This bean chili offers the perfect balance of spice, protein, and healthy fats, making it an ideal diabetic-friendly holiday dish. The addition of avocado not only enhances the flavor but also provides healthy fats that help manage blood sugar levels.
Holiday Bean & Mushroom Casserole
This rich and creamy holiday casserole brings together beans and mushrooms for a savory, nutrient-dense dish that works as a side or main. It’s a low-carb, diabetic-friendly option that will satisfy guests looking for a healthy alternative.
Ingredients
- 1 cup cooked great northern beans
- 1 cup cooked black-eyed peas
- 2 cups fresh mushrooms, sliced
- 1 medium onion, chopped
- 2 garlic cloves, minced
- 1 tbsp olive oil
- 1/2 cup low-fat sour cream
- 1/2 cup low-sodium vegetable broth
- 1 tbsp fresh thyme leaves
- 1/2 cup shredded cheese (optional, for topping)
- Salt and pepper to taste
Instructions
- Preheat your oven to 375°F (190°C).
- In a large skillet, heat olive oil over medium heat. Add the onion, garlic, and mushrooms, sautéing until the mushrooms are browned and softened.
- Stir in the great northern beans, black-eyed peas, vegetable broth, and fresh thyme. Simmer for 5 minutes to combine the flavors.
- Remove from heat and stir in the sour cream. Season with salt and pepper.
- Transfer the mixture to a casserole dish and top with shredded cheese if desired.

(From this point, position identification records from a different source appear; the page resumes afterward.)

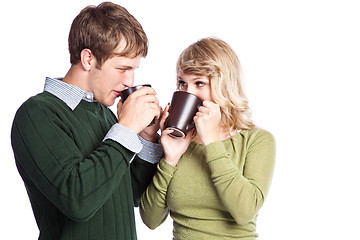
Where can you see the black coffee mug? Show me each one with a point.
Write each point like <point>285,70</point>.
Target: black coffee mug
<point>183,108</point>
<point>124,94</point>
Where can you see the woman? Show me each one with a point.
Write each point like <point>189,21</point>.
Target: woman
<point>215,180</point>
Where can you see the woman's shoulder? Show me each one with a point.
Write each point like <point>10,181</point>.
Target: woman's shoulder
<point>256,134</point>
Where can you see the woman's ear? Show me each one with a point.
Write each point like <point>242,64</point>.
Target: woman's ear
<point>88,59</point>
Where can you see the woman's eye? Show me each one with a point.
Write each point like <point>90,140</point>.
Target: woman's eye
<point>200,84</point>
<point>182,83</point>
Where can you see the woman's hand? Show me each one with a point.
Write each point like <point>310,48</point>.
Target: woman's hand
<point>207,121</point>
<point>174,148</point>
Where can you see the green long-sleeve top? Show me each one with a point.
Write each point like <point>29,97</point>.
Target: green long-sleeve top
<point>216,191</point>
<point>80,186</point>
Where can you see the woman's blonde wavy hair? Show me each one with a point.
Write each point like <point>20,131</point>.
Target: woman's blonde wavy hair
<point>215,59</point>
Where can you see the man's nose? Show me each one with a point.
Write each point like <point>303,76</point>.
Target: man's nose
<point>191,89</point>
<point>129,79</point>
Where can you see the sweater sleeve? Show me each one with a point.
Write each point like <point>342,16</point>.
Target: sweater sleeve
<point>153,207</point>
<point>45,150</point>
<point>243,191</point>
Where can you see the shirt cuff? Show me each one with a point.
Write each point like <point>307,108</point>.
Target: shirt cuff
<point>151,152</point>
<point>124,136</point>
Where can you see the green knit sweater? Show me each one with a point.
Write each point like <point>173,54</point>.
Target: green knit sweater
<point>80,186</point>
<point>215,192</point>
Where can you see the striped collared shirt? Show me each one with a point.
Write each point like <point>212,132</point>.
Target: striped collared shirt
<point>72,96</point>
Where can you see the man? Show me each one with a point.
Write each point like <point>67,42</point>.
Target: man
<point>84,168</point>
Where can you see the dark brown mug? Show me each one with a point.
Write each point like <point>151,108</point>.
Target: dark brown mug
<point>124,94</point>
<point>183,108</point>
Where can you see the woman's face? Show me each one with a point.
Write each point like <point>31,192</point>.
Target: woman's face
<point>197,85</point>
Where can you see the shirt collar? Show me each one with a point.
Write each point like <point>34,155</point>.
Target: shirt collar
<point>70,94</point>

- Bake in the preheated oven for 15-20 minutes, or until the casserole is bubbly and golden on top.
This bean and mushroom casserole is the perfect side dish to complement any holiday meal. Its creamy texture, combined with the earthy flavors of mushrooms and beans, makes it a crowd-pleasing option that won’t spike blood sugar.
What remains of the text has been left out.